Nelle civiltà classiche questi due termini hanno una connotazione fortemente negativa, per una ragione inerente al pensiero politico e all’ordinamento della città antica, che si fonda sul fatto che l’ordinamento sia da difendere perché in esso si identifica la comunità e perciò chi lo vuole distruggere compie un atto distruttivo della fonte medesima della comunità. Coloro che si pongono contro questo ordinamento, per la società greca antica vogliono abbattere l’uguaglianza dei cittadini, ed essi, nel mondo ateniese, sono gli oligarchi, che pensano di essere loro i portatori della patrios politeia. Nel mondo greco Efialte e Callistene sono considerati soggetti che hanno tentato di fare dei cambiamenti, rappresentando l’opposizione oligarchica alla democrazia. Sia gli oligarchi che i democratici rappresentano se stessi come i garanti della libertà. Nel mondo romano la situazione si prospetta in termini analoghi, seppur con una variante importante, ovvero che ci siano stati degli avvenimenti documentati che hanno avuto come obiettivo proprio quello di abbattere l’ordinamento vigente. Catilina, per esempio, tenta  di res nova moliri e riguardo la sua storia abbiamo una breve monografia di Sallustio, che scrive qualche anno dopo l’uccisione di Cesare. Sallustio è stato un cesariano convinto e tenace, e propone un metodo di raccontare la storia carptim, ovvero a pezzi. Sceglie per primo l’argomento della congiura di Catilina, perché fu la prima volta che venne commesso un crimine (sceleris novitate), perché voleva abbattere le magistrature regolari, assumere un potere straordinario e attuare riforme come la cancellazione dei debiti. La fallita congiura consiste nel tentativo di eliminare fisicamente i rappresentanti del potere politico. 

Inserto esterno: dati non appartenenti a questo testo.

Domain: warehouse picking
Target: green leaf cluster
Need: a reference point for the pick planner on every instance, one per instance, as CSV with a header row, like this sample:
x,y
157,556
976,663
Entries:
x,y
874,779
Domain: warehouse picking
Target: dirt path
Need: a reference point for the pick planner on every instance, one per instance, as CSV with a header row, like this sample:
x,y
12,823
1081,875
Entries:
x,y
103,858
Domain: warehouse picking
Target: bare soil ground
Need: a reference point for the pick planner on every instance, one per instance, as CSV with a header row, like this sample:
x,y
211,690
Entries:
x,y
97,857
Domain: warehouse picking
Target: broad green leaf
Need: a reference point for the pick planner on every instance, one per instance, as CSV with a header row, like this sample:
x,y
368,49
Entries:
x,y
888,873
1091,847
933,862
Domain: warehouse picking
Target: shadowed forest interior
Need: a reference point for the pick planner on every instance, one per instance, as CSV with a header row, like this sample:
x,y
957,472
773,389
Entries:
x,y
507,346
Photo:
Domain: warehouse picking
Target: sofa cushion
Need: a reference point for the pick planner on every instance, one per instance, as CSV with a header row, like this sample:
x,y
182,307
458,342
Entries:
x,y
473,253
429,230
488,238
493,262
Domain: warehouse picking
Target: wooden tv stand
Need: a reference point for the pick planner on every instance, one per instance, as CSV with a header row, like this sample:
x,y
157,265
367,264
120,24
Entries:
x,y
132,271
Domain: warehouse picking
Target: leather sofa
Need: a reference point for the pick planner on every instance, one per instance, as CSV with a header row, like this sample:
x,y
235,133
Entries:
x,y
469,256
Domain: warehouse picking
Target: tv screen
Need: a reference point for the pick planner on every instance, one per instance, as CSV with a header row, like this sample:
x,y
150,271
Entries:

Sallustio scrive poco dopo che Cesare è stato ucciso; quindi nel suo scritto si può leggere un’allusione al cesaricidio. Egli infatti individua gli uccisori di Cesare, definiti dai sostenitori liberatori e dagli oppositori patricidi, come successori di Catilina.  

Sallustio scrive il De Catilinae Coniuratione quando ormai si è ritirato a vita privata. 

Catilina viene rappresentato sotto una luce molto negativa e Sallustio di occupa proprio di Catilina per la novitate sceleris. In quel novitate compare proprio il novus che c’è nell’espressione moliri res novas 

L’ambiguità che comunque si avverte nel testo sallustiano consiste nel fatto che anche Cesare, che è stato dietro le quinte durante la congiura di Catilina e ha cercato di difendere i catilinari dalle condanne più pesanti, ha compiuto una azione politica che andava nella direzione di un moliri res novas, ed è stato colpito esattamente nel modo in cui i catilinari a loro tempo volevano colpire i consoli dell’epoca. Cesare quando è stato ucciso era un console in carica, esattamente come quelli che Catilina mirava ad ammazzare. E Cesare al tempo di Catilina era a favore dell’operazione. Il corto circuito a cui vuole fare riferimento Canfora riguarda un tipo di sistema, che è quello repubblicano, che ha posto al centro un controllo esercitato dalle cariche l’una rispetto all’altra per evitare che qualcuno, facilmente uno dei due consoli, arrivi ad avere più potere degli altri. La principale paura del sistema repubblicano è il timore della sua trasformazione in sistema autoritario, cioè monarchico. Chi riesce ad aggirare questo problema, perché ormai la situazione lo consente, è Ottaviano Augusto, che lascia che le cariche sopravvivano ma assume su di sé, riunisce quindi, i poteri (le auctoritates) che queste dovrebbero detenere. Quel Cesare, che stava dietro le quinte durante la congiura di Catilina, era già un Cesare che meditava di compiere un tentativo autoritario. I congiurati di Cesare, invece, volevano difendere la repubblica.